Milano, settimana della moda, l’omaggio al grandioso Gianni Versace a 20 anni dalla sua tragica morte. Carla Bruni, Claudia Schiffer, Naomi Campbell, Cindy Crawford ed Helena Christensen tutte insieme. Oggi. Con Freedom di George Michael a fare da accompagnamento musicale.
I miei coetanei maschi hanno ripensato alle nottate solitarie nelle camerette (leggasi onanismo, inutile che negate vi ho letti tutti su Fb). Le donne della mia età si sono riviste quindicenni davanti allo specchio del bagno a disegnare sul labbro il neo di Cindy Crawford. Io invece rievocavo quanto mi sarebbe piaciuto essere una geniale creativa.

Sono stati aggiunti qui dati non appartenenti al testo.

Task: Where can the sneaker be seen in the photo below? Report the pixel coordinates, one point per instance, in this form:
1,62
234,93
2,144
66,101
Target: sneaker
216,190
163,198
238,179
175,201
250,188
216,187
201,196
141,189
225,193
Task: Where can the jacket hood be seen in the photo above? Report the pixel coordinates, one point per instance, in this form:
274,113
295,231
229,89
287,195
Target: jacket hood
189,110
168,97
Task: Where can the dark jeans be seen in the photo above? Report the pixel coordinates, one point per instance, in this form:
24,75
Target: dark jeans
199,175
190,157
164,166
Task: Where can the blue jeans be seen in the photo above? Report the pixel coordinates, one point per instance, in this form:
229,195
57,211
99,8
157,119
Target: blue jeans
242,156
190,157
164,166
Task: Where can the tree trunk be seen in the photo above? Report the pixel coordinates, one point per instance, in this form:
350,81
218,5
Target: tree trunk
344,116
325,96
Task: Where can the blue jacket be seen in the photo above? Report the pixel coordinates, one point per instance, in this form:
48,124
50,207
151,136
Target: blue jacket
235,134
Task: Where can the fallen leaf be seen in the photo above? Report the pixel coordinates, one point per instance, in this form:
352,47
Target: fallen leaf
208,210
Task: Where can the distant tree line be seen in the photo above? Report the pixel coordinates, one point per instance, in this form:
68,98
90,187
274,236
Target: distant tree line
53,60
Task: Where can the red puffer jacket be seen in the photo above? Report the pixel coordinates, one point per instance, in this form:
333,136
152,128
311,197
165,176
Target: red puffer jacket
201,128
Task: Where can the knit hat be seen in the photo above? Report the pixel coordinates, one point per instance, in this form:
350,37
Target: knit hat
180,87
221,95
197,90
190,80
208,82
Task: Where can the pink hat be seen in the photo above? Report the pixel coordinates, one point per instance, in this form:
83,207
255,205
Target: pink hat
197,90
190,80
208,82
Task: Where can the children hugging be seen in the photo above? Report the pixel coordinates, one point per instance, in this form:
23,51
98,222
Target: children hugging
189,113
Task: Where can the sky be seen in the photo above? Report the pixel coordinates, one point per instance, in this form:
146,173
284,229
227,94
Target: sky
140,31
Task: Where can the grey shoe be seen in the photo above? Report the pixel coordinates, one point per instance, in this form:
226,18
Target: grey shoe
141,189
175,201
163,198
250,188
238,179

A quindici anni sognavo guardando i vestiti di Versace e le foto di Richard Avedon. Hai presente quella collezione con le stoffe ispirate alle stampe di Andy Warhol? Ma ero solo una sgraziata adolescente di Piramide (quartiere di Roma, ndr) con fantasia galoppante, troppo autocontrollo e una madre sarta. Cosa mai avrei potuto fare?
Dire che le top, quelle top, siano ancora bellissime mi sembra superfluo. Pure con qualche anno in più. Non saranno mai donne normali, anche se, ipotizziamo, ogni tanto sarà capitato anche a loro di portare i figli a scuola e di preparare la cena.
Tuttavia, Naomi, Cindy e le altre hanno poco a che vedere con le mannequin di oggi, tutte uguali e tutte con la medesima aria da uccellino spaurito. Talmente tanto magre e tristi da spingere le grandi multinazionali del fashion a mettersi d’accordo per evitare di assumere ragazzine sottopeso.
Mi faccio un’ultima domanda: il vestito della Crawford lo faranno anche per taglie petite?